The 68-year-old told the Press Association: “I would love to have an honour if it didn't have the word ‘empire’ on the end of it. We don't have an empire, in my opinion.
“I think honours are really important (and) should be given to people who have done really good stuff.
“And I've changed laws and I've helped saved a lot of people's lives, so maybe I'm deserving of an honour, but I just wouldn't accept it while we still have party donors donating huge amounts of money and getting an honour.”
She said she would like to see an “appraisal” of the honours system, adding: “Let's drag us into the 21st century.”
Victoria Beckham has been recognised with an OBE after establishing herself as a powerful force in the fashion industry.
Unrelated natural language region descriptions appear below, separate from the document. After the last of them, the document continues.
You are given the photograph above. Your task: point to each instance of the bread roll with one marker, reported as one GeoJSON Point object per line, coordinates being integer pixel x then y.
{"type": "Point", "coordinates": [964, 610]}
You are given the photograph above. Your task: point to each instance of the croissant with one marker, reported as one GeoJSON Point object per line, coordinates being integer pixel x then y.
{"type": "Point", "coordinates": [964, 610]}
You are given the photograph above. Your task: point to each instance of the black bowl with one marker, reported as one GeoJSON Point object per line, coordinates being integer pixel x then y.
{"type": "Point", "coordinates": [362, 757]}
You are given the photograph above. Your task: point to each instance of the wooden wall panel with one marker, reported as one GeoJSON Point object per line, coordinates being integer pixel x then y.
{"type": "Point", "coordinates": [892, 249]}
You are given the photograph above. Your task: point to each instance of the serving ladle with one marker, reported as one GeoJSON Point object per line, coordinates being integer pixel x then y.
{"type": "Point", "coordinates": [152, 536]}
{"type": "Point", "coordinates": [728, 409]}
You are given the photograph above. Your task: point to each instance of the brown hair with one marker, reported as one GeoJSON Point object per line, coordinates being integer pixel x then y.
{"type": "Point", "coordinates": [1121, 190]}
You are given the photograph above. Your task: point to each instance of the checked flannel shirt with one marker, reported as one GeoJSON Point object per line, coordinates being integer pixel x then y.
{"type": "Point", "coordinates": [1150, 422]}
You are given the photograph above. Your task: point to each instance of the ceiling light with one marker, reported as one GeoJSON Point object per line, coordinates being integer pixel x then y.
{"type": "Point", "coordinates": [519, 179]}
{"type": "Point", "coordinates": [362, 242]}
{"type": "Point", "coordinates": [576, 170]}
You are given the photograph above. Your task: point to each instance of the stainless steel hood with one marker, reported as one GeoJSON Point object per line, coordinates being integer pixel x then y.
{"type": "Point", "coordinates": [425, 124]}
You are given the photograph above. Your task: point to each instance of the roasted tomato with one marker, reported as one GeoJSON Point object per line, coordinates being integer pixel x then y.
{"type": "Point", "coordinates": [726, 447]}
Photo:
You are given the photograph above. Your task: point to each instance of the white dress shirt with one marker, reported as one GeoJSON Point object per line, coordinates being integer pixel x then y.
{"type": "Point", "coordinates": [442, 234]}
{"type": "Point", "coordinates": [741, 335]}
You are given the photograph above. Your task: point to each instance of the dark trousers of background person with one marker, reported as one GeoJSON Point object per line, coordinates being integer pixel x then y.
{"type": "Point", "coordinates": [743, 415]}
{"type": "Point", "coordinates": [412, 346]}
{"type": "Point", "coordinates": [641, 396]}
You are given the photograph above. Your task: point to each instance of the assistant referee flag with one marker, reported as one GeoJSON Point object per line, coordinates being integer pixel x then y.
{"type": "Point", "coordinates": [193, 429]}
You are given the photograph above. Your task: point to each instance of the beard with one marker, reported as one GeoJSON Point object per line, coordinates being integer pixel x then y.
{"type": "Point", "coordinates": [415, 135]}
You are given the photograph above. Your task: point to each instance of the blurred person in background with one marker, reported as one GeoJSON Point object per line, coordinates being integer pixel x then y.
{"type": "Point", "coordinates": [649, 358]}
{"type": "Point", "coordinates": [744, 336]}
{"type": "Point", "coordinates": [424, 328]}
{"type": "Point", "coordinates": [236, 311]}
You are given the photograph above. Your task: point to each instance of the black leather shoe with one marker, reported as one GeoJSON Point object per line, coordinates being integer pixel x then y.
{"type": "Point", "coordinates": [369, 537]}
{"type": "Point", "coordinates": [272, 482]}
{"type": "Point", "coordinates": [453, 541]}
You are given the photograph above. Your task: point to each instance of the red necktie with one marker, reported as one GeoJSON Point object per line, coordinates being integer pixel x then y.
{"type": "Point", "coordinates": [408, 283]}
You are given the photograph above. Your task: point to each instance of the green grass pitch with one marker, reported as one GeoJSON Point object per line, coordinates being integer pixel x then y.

The 42-year-old rose to fame as Posh Spice in 1990s girl band the Spice Girls, known for her sophisticated style, but “felt uncomfortable” performing with the group.
She launched a short-lived solo career when the group split but realised her true “passion” was fashion and defied critics as she forged a successful career in the industry.
Her honour comes after almost 17 years in the business and 13 years after her husband, former England and Manchester United player David Beckham, was awarded the same title for his services to football.